State News

Evers signs executive order commemorating women of Wisconsin’s past aiming to empower future leaders

The order creates a bipartisan committee that will examine different ways to advance interests of women in Wisconsin. 

Image By: Jon Yoon

Nearly 100 years after Wisconsin became the first state to ratify the 19th Amendment, Gov. Tony Evers signed Executive Order #19 with an aim to support women throughout Wisconsin today at the Capitol. 

The executive order will create a committee, chaired by Kathy Evers, to honor the success of the centennial suffrage movement. 

“Now more than ever, it’s important that we celebrate and elevate women and their contributions to our communities and our state while also acknowledging the important work we still have yet to do for equity, equality, and the inclusion of women across our state,” Tony Evers said. “I know this committee will serve as an important effort to educate folks and celebrate women’s suffrage and the 19th Amendment in Wisconsin.” 

The all-female committee will consist of powerful women within Wisconsin ranging across the political spectrum. Members include former Lieutenant Governors Rebecca Kleefisch, Barbara Lawton and UW-Madison gender and women’s studies librarian Karla Strand. 

“There are so many amazing women that are going to be a part of this committee; I’m just so honored. I’m so fortunate to be able to work with them,” Kathy Evers said. “We’re lucky to be surrounded by such exceptional leaders who have been trailblazers right here in Wisconsin.” 

The committee has four objectives, according to the order. The first is to educate citizens on the state’s role in the women’s suffrage movement and how Wisconsin was first to establish the 19th Amendment. 

The committee will additionally aim to create educational activities and lesson plans for Wisconsin teachers and organize and commemorate the centennial anniversary with events around the state.

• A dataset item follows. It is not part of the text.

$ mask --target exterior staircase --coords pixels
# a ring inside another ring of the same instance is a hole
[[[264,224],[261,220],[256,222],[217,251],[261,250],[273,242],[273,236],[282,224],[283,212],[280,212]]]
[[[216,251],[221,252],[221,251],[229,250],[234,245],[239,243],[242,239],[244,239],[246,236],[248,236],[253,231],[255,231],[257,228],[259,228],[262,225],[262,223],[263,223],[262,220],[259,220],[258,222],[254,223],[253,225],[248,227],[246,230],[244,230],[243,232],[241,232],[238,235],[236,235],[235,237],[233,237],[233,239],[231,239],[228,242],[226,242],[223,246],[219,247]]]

Finally, the panel will attempt to maintain a mindful perspective when educating those around the state that the ratification of the 19th Amendment did not ensure the vote for every woman. 

Legislators from around the state commented on the intentions of the initiative. 

Rep. Shelia Stubbs, D-Madison, noted the importance of voting as a way to resolve injustices. 

“For women of color, the right to vote was not secured until decades later,” Stubbs said in a release. “In fact, the right to vote today is still in jeopardy for many women as a wave of restrictions have rippled throughout the country. It is especially important right now that our voices and stories are heard loud and clear.” 

Rep. Chris Taylor, D-Madison, joined Stubbs in voicing support for the order. 

“It is truly an exciting time to be a woman in leadership in Wisconsin, but we still have a long way to go until the makeup of our legislature reflects the makeup of our state,” Taylor said in a statement. “I am excited to support Governor Evers’ Executive Order today and to continue the work of the women who came before us to better the world for the women who will come after us.”